THIS WARRANT AND THE SHARES ISSUABLE HEREUNDER HAVE NOT BEEN REGISTERED UNDER THE SECURITIES ACT OF 1933, AS AMENDED, AND MAY NOT BE SOLD, PLEDGED, OR OTHERWISE TRANSFERRED WITHOUT AN EFFECTIVE REGISTRATION THEREOF UNDER SUCH ACT OR PURSUANT TO RULE 144 OR AN OPINION OF COUNSEL REASONABLY SATISFACTORY TO THE CORPORATION AND ITS COUNSEL, THAT SUCH REGISTRATION IS NOT REQUIRED.

WARRANT TO PURCHASE STOCK

Issuer: Tri-S Security Corporation, a Georgia corporation (the “Company”)

Number of Shares: 125,000 shares of the Company’s common stock (the “Shares”), as provided in that certain Amended and Restated Supplemental Agreement and Amendment to Amended and Restated Credit Agreement effective as of May 1, 2008, as amended by that certain Amendment to Amended and Restated Supplemental Agreement and Amendment to Amended and Restated Credit Agreement dated September     , 2008 (as so amended, the “Supplement”).

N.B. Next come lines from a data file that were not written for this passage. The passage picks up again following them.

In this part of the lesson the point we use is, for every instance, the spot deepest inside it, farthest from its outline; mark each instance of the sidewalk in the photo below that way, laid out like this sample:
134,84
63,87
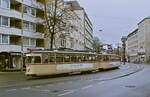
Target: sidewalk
12,79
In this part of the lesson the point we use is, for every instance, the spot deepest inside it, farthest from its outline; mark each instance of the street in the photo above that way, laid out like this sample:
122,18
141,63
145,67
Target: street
128,81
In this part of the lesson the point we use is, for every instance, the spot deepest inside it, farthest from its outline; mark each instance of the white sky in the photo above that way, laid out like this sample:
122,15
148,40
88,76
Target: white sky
115,17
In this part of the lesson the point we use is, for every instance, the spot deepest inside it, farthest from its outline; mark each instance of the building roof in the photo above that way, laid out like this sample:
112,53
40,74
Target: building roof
74,4
144,19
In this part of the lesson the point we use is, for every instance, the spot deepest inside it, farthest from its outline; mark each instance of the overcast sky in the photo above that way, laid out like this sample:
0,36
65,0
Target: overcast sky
115,17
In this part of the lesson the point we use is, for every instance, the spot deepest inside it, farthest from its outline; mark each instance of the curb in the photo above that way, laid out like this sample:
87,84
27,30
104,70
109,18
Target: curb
138,68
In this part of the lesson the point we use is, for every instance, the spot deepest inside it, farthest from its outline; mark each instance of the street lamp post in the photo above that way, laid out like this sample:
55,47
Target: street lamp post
123,39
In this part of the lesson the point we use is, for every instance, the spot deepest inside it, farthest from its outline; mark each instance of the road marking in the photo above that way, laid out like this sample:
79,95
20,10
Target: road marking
86,87
50,85
38,86
26,88
44,90
10,90
67,93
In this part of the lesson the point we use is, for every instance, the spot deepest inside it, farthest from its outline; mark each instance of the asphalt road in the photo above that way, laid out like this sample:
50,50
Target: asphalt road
128,81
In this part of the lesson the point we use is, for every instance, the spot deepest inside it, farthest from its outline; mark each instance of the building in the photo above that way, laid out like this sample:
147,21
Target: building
132,46
20,29
138,42
143,39
85,27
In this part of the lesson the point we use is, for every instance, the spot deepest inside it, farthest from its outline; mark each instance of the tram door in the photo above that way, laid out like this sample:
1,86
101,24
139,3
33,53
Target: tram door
2,61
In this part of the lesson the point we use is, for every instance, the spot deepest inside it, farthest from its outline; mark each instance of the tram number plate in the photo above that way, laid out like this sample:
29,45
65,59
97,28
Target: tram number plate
73,66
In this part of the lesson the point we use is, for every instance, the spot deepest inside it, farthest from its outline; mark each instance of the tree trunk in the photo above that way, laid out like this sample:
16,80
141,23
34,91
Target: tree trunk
51,41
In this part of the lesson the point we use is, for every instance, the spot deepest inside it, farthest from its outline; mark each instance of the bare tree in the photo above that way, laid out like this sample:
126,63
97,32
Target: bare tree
97,45
56,16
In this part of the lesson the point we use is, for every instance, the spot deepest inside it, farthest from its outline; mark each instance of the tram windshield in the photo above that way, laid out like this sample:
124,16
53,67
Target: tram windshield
33,59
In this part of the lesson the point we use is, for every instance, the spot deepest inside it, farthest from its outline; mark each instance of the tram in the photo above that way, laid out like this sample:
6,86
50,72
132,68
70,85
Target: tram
45,62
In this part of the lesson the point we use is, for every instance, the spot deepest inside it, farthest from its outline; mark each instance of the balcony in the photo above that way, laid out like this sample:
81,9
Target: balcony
33,34
10,31
34,3
26,48
8,13
10,48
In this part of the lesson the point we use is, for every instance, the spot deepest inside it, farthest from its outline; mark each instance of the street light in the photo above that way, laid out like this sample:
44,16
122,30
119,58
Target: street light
123,39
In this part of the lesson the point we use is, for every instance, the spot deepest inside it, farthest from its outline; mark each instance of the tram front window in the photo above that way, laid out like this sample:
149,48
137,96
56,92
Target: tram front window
33,59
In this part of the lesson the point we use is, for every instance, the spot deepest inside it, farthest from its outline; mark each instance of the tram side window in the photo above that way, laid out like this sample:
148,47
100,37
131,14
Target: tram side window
37,59
34,59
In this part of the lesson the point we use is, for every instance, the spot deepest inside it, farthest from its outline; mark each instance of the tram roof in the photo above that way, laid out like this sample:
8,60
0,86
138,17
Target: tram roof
68,52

Exercise Price: $             per share, as the price may be from time to time adjusted pursuant to Article 2 hereof.

Issue Date: September     , 2008.

Expiration Date: September     , 2112.

THIS WARRANT CERTIFIES THAT, for the agreed upon value of $1.00 and for other good and valuable consideration, BRE LLC (“Holder”) is entitled to purchase the number of fully paid and nonassessable Shares of the Company at the Exercise Price per Share set forth, subject to the provisions and upon the terms and conditions set forth in this Warrant.

ARTICLE 1 EXERCISE.

1.1 Method of Exercise. Subject to Section 1.6 below, this Warrant is exercisable, in whole or in part, at any time and from time to time on or before the Expiration Date set forth above. Holder may exercise this Warrant by delivering a duly executed Notice of Exercise, in substantially the form attached as Appendix 1, to the principal office of the Company together with a check for the aggregate Exercise Price for Shares being purchased.

1.2 Fair Market Value. If the Shares are traded in a public market, the fair market value of the Shares shall be the closing price of the Shares (or the closing price of the Company’s stock into which the Shares are convertible) reported for the business day immediately before Holder delivers its Notice of Exercise to the Company. If the Shares are not traded in a public market, the Board of Directors of the Company shall determine fair market value in its reasonable good faith judgment. The foregoing notwithstanding, if Holder advises the Board of Directors in writing that Holder disagrees with such determination, then the Company and Holder shall promptly agree upon a reputable investment banking firm to undertake such valuation. If the valuation of such investment banking firm is greater than that determined by the


Board of Directors, then all fees and expenses of such investment banking firm shall be paid by the Company. In all other circumstances, such fees and expenses shall be paid by Holder.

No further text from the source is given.